AI and Engineering Instinct: A GPU Porting Exercise

A short note on something from this week. More about the process than the bug or porting effort themselves.

Some background: We’re gradually moving parts of MOM6 ocean model onto GPUs. One track uses OpenMP plus do-concurrent offloading, while another is starting to replace specific kernels with AMReX versions. To trust the GPU versions, we want them to reproduce the CPU results exactly, i.e., bitwise-identical.

The OpenMP plus do-concurrent build reproduces CPU results exactly; the AMReX branch initially didn’t. Running our standard, idealized double_gyre case, it crashed a few steps in: energy and sea level drifting, then an overflow in the reproducing sum. The CPU build of the AMReX branch was fine, so it wasn’t the math in the kernels. It was something about how data was moving between the host and the device when we ran on the GPU.

I gave Claude Code access to the two sandboxes: the AMReX one and the do-concurrent one, and let it dig. This part was genuinely useful, and much faster than I would have been. It reproduced the crash, ran the case, read the compiler’s data-movement diagnostics, and traced the problem to a host/device coherence issue under -gpu=mem:separate. (We recently switched from managed memory to separate memory for better performance.)

The short version of the issue: the shim layer that wraps our kernels was producing its results on the host (the copy routines it used are plain CPU loops), while a stale copy of the same arrays sat resident on the GPU and got read by the next step. The two copies had quietly diverged, which previously hadn’t been a problem because we were using managed memory. Claude proposed a fix, rebuilt, reran, and got bitwise-identical results through the whole run.

I could have stopped there. It worked, it was verified, the numbers matched. The fix had come from one of the most advanced models available as of this writing (Opus 4.8). But it still didn’t sit right with me. The idea that we were copying scratch arrays back to the CPU and up to the GPU again on every timestep seemed like the wrong thing to be doing in code whose whole point is to stay on the GPU. So I kept asking about it. Doesn’t this add data movement? Can we leave those arrays resident on the device instead? If the copy is the problem, can the copy itself run on the GPU?

A bit of that back-and-forth, lightly edited:

❯ So, we now need these updates for copy2Array calls, right?

● No — not every copy2Array. Only the ones that read an array whose live data may sit
  on the device. In these shims that's just h_in....

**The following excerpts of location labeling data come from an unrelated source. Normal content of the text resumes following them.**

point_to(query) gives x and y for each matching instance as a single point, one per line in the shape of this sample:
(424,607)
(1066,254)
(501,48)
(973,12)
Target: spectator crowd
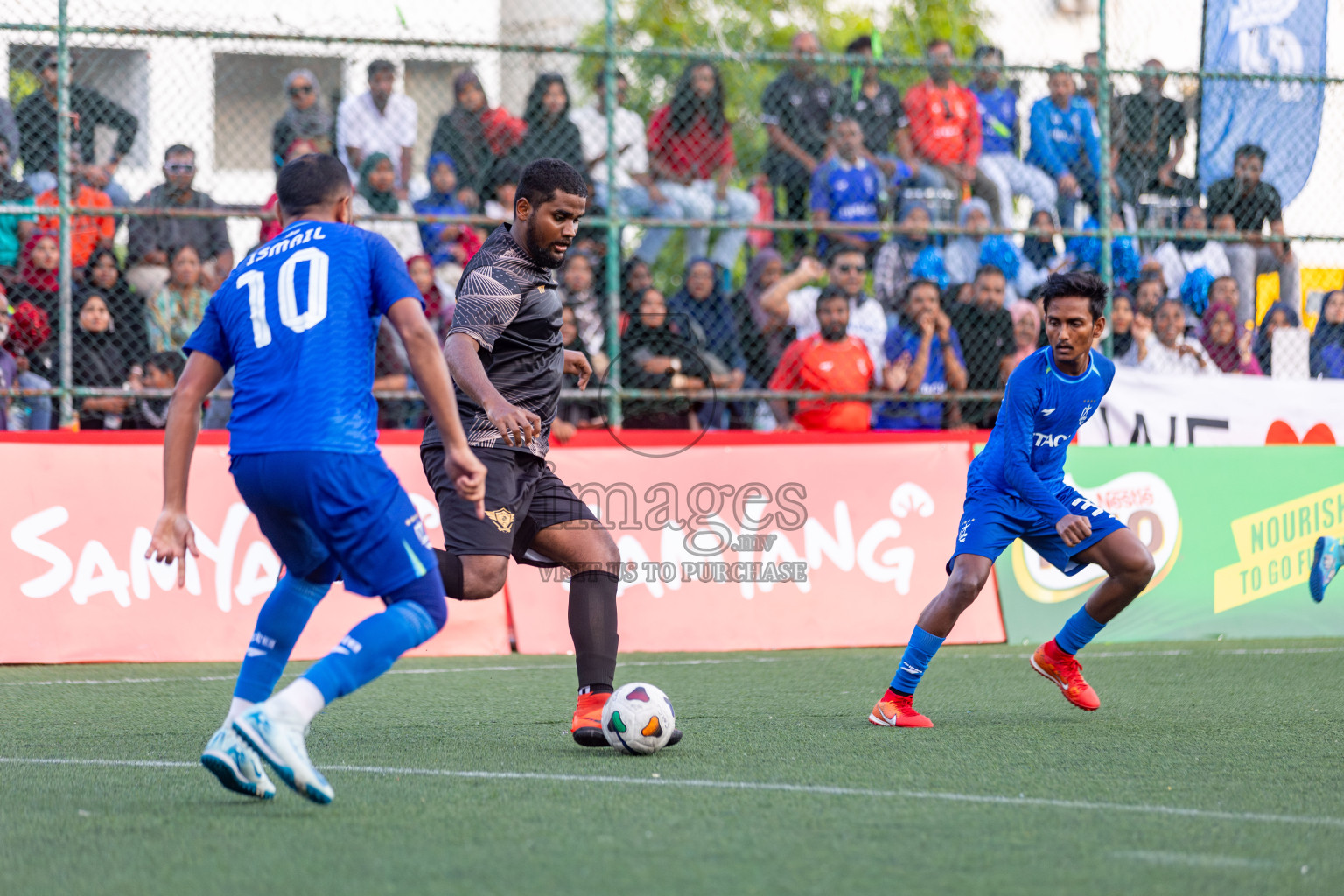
(941,304)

❯ Then why don't we have the copy2Array operation on the device too?

● Yes — and that's arguably the cleanest solution. If copy2Array/copy2F are offloaded
  (do concurrent) instead of host loops, the whole repack happens device-side and the
  manual target update directives disappear entirely.

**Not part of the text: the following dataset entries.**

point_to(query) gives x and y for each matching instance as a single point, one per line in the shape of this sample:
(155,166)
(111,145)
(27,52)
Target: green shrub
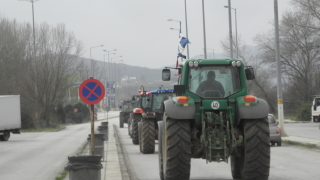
(305,112)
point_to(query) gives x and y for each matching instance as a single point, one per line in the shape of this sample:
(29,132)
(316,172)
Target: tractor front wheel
(148,134)
(135,135)
(255,155)
(176,149)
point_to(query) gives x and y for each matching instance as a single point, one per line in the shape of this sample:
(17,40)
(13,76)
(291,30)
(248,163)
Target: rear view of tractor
(212,117)
(148,126)
(126,108)
(142,102)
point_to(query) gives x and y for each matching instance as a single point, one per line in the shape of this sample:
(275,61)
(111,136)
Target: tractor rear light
(249,98)
(277,130)
(138,110)
(182,99)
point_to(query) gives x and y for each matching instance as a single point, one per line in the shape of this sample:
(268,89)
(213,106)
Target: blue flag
(183,41)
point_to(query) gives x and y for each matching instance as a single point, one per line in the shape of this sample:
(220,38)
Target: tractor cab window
(158,100)
(214,81)
(145,102)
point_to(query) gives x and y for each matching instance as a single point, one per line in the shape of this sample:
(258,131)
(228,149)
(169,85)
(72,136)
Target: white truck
(10,116)
(315,109)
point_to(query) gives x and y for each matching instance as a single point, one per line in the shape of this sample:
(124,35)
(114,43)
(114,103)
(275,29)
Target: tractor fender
(258,111)
(179,112)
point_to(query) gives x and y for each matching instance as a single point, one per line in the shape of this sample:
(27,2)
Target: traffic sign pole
(91,91)
(92,126)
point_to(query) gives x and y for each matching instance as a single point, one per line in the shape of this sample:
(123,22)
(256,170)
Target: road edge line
(125,164)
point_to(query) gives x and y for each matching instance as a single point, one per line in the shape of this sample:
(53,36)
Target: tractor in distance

(Here copy2Array is the routine that copies one of our Fortran arrays into the container the GPU kernels work on, and copy2F copies the result back out; h_in is an input thickness field.)

Each question moved it somewhere better, and the model did some reasoning each time. I was mostly refusing to accept the previous stopping point. The first fix was correct but the most expensive of the options; it routed everything through the host. A second version kept the arrays resident on the device but needed extra directives sprinkled around to keep them in sync. The one we ended up with was the simplest of the three: make the two small copy routines themselves run on the GPU. Once they do, they read and write the device-resident copies directly, nothing goes through the host, and the solver code didn’t need to change at all. Two small edits in one utility file, and it was still bitwise-identical.

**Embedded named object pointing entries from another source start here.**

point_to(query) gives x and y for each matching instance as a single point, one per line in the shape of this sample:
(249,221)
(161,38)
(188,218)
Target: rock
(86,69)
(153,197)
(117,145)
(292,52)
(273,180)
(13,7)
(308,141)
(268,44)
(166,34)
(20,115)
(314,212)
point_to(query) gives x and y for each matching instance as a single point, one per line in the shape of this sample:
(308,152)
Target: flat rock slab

The idea behind the final solution was simple and quite obvious to me, but I still had to spell it out to the model that had done most of the heavy lifting to get there.

What I keep coming back to is that I didn’t get there by knowing more than the model about GPUs. I don’t, and I leaned on it for exactly that: the diagnostics, the memory-model semantics, checking that each version still reproduced. The model is quick to treat “verified” as “finished,” and doesn’t necessarily keep searching for the cleanest solution.

Even though these models are subject matter experts in their own right, they don’t yet have a human’s instinct for what “feels right” or “optimal” in a codebase. An engineering instinct, if you will. What mattered wasn’t expertise or knowledge alone. It was a vague sense that something could be simpler, and being stubborn and skeptical enough to keep asking until the pieces fell into place.